Piyush Gupta – CEO of Singapore’s leading bank DBS Bank – revealed his institution will not extend its crypto trading services to retail customers in “the immediate future.” The announcement contradicts the company’s initial intentions to provide such opportunities.

Change of plan

In February this year, Singaporean multinational banking and financial services company – DBS Bank – announced that it would expand crypto trading opportunities to its retail clients by the end of 2022.

Specifically, the bank aimed to make the process accessible by facilitating instant online deposits and transactions without depending on intermediaries.
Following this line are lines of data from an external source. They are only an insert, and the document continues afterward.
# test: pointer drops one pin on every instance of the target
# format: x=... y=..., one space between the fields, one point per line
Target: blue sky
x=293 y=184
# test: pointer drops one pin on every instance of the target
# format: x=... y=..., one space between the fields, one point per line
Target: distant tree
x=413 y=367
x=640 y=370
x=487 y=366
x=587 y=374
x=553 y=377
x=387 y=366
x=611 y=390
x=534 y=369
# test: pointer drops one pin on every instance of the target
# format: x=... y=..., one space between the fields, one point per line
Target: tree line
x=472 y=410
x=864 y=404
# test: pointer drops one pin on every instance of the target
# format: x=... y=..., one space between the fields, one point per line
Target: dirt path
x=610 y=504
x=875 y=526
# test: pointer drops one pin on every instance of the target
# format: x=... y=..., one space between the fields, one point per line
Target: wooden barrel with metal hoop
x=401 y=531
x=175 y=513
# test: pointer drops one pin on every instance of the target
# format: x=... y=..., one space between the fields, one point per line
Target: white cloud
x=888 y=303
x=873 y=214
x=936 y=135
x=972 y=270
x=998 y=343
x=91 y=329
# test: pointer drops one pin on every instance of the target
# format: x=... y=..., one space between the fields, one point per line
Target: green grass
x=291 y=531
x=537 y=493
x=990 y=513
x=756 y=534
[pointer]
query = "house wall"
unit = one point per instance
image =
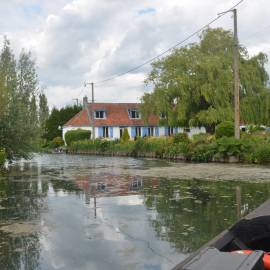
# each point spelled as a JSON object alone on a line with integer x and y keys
{"x": 162, "y": 131}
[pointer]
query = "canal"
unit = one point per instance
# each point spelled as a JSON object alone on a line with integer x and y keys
{"x": 82, "y": 212}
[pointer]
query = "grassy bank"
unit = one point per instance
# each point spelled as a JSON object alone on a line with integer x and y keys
{"x": 200, "y": 148}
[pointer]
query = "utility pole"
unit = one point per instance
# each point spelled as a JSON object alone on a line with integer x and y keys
{"x": 77, "y": 101}
{"x": 235, "y": 75}
{"x": 93, "y": 98}
{"x": 92, "y": 116}
{"x": 236, "y": 79}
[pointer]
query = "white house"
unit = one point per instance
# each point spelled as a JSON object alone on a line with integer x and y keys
{"x": 110, "y": 119}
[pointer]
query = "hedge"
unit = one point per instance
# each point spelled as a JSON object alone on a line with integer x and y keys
{"x": 2, "y": 157}
{"x": 76, "y": 135}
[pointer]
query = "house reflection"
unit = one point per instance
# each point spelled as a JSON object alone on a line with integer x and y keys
{"x": 104, "y": 185}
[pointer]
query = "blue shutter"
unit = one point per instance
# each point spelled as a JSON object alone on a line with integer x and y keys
{"x": 157, "y": 131}
{"x": 166, "y": 131}
{"x": 111, "y": 132}
{"x": 144, "y": 131}
{"x": 133, "y": 132}
{"x": 100, "y": 132}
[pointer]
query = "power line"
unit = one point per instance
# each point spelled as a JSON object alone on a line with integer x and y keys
{"x": 168, "y": 50}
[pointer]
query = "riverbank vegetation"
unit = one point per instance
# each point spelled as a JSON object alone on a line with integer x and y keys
{"x": 251, "y": 148}
{"x": 23, "y": 106}
{"x": 193, "y": 86}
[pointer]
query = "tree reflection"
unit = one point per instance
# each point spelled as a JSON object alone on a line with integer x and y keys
{"x": 21, "y": 202}
{"x": 190, "y": 213}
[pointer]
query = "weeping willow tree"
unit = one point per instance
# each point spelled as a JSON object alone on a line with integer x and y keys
{"x": 193, "y": 86}
{"x": 20, "y": 122}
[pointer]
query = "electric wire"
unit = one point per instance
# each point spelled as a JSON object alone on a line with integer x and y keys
{"x": 169, "y": 49}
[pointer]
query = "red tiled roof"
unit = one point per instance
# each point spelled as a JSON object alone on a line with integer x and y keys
{"x": 116, "y": 115}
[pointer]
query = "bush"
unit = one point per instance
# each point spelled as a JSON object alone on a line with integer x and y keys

Nevertheless, in a recent interview, the chief executive – Piyush Gupta – said that local watchdogs are “rightly concerned” about allowing digital asset services in the retail sector. As such, the bank withdrew its initial plans:

“But I’m not holding my breath. I don’t think the environment will allow us to make it available to retail anytime in the immediate future.”

Either way, Gupta remained optimistic about the future of cryptocurrencies, predicting that “sooner or later” they will become a lifeblood of the financial network:

“Left to ourselves, as I have said before, I think over time, digital currencies and crypto assets are going to be pervasive. And therefore, sooner or later, I think the world will have to come to terms with this as an asset class.”

Gupta sees crypto as a replacement for gold

The top executive displayed his positivity towards crypto a few weeks ago, describing the asset class as an alternative to gold and its role in the current monetary system.

On the other hand, Gupta maintained that, as of the moment, the volatility of the crypto market does not allow digital assets to become “money as we know it:”

“The other big challenge is the volatility of value. If you want to use it to pay for something, you don’t know what it’s costing you. Today, cryptos are a potential source of speculative value, it’s unlikely to be a source of money as we know it.

In line with many other experts, DBS’s CEO called upon global regulation of the sector. In his view, central banks should be responsible for designing the regulatory framework.

Additionally, Gupta highlighted the benefits of backbone crypto-blockchain technology. “It can change the way trade finance is handled, it can change how payments and settlements work, it can change how trade works,” he said.